US investigators believe a fatigued Cessna CJ4 pilot failed to engage the autopilot after taking off in darkness from Cleveland, before the light business jet fatally dived into Lake Erie.
The Maverick Air aircraft had departed runway 24R at Burke Lakefront airport, on a return flight to Columbus's Ohio State University, but commenced a rapid climb and overshot its cleared altitude of 2,000ft.
It had been instructed to turn right after take-off but it banked excessively, reaching 62°. The aircraft passed through its assigned heading and entered a 15° nose-down attitude.
While the bank subsequently reduced to 25° the aircraft descended at 300kt (556km/h), at a rate of 6,000ft/min (30m/s), disintegrating as it struck the water. None of the six occupants survived.
The National Transportation Safety Board points out that the pilot had been awake for nearly 17h and that he was "likely fatigued" before the late-night departure on 29 December 2016.
He had probably attempted to engage the autopilot after take-off, as trained, but failed to confirm with an instrument scan. "Based on the flight profile, the autopilot was not engaged," the inquiry says. "A belief that the autopilot was engaged may have contributed to [the pilot’s] lack of attention."
The pilot had previously flown the Cessna 510 Citation Mustang. Not only is the Mustang’s autopilot button located slightly differently to the CJ4's, it crucially has a completely different type of attitude display – one which uses a fixed horizon, rather than the moving horizon on the CJ4.
Investigators point out that the combination of a large featureless lake, in darkness and instrument weather conditions, would have been spatially disorientating.

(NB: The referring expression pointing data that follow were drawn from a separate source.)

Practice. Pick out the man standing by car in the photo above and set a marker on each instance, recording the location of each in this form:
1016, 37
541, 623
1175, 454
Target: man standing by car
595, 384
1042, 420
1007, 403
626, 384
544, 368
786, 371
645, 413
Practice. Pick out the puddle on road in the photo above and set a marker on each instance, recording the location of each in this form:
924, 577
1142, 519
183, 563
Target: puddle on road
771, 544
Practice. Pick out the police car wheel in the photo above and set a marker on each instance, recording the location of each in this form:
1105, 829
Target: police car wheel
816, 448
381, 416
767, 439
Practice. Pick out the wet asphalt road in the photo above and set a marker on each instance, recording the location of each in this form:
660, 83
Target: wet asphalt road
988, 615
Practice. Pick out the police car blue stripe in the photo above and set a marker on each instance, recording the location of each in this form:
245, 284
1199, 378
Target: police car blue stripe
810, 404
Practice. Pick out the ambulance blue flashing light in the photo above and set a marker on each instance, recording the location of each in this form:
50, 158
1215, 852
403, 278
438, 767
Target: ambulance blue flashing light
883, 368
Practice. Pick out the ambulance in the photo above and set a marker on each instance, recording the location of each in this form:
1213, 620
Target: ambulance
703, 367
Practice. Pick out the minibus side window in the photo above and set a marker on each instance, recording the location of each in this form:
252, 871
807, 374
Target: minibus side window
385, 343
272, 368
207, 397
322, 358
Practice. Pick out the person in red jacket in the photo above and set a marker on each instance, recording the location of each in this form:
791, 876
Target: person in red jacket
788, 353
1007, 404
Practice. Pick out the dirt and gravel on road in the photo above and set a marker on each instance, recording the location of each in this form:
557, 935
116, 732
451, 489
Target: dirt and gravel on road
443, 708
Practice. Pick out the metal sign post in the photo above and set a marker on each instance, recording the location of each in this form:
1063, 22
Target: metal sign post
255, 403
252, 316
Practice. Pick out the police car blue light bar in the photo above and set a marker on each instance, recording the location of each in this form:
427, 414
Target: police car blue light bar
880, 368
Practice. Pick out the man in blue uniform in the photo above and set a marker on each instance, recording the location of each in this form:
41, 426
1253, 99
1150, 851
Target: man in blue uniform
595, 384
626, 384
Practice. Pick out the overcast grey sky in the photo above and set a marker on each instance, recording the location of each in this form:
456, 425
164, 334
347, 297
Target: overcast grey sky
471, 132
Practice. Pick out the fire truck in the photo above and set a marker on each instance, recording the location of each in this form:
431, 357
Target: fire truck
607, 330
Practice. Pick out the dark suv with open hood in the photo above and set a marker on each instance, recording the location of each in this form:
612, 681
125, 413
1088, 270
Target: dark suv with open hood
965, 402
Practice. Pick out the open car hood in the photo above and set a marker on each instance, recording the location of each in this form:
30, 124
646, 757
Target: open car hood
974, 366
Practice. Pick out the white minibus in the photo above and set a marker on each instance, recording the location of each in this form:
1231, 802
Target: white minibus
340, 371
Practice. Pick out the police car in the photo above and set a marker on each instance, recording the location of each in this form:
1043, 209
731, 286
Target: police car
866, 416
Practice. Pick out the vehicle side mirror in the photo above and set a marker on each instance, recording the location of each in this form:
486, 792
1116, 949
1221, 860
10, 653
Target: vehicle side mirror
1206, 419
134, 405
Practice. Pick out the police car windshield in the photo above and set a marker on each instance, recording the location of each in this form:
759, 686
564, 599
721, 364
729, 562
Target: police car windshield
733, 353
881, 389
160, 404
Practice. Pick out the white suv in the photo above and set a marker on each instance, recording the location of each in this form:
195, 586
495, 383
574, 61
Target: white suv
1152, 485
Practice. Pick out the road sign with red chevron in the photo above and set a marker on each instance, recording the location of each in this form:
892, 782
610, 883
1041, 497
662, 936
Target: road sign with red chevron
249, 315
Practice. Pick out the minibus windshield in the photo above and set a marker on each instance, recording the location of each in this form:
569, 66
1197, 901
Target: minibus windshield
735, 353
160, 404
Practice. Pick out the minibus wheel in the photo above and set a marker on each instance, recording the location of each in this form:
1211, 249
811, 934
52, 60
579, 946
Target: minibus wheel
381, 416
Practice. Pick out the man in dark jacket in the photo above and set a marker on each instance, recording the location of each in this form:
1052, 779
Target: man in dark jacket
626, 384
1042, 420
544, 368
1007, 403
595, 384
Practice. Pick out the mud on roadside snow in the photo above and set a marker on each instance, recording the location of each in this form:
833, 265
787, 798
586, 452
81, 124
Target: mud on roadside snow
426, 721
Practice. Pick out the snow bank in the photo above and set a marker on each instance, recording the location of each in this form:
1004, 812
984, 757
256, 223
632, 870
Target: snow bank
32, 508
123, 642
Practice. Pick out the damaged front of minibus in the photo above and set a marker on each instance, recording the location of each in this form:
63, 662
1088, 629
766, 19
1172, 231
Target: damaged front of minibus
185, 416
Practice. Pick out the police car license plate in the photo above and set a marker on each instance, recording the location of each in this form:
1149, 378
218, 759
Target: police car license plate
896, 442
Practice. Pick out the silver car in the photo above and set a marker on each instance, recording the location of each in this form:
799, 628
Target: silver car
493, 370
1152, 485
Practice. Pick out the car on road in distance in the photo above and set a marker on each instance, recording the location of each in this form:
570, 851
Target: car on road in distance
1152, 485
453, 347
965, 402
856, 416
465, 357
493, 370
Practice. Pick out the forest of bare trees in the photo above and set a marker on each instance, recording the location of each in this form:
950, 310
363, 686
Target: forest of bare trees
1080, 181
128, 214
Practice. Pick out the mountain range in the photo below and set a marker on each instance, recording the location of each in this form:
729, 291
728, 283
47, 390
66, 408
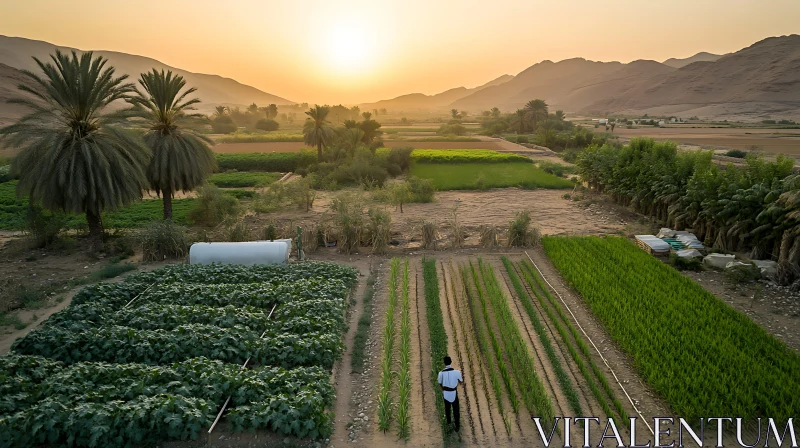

Once this disorientation set in, says the inquiry, the differences in the cockpit instruments compared with the Mustang "may have hindered" the pilot’s ability to make proper corrective control inputs.
The pilot twice tried to reply briefly to transmissions from the tower controller but neither was received, and the inquiry suggests the pilot did not have the microphone push-to-talk button pressed.
Several cues about the developing loss of control had been issued by the aircraft, including alerts that the CJ4 had passed its cleared altitude, while the enhanced ground proximity warning system sounded "bank angle" and "sink rate" warnings before ordering "pull up" seven times as the aircraft dived.
Investigators determined that the aircraft (N614SB) was airborne for only 70s. Examination of the wreckage did not indicate any evidence of failure or malfunction before impact.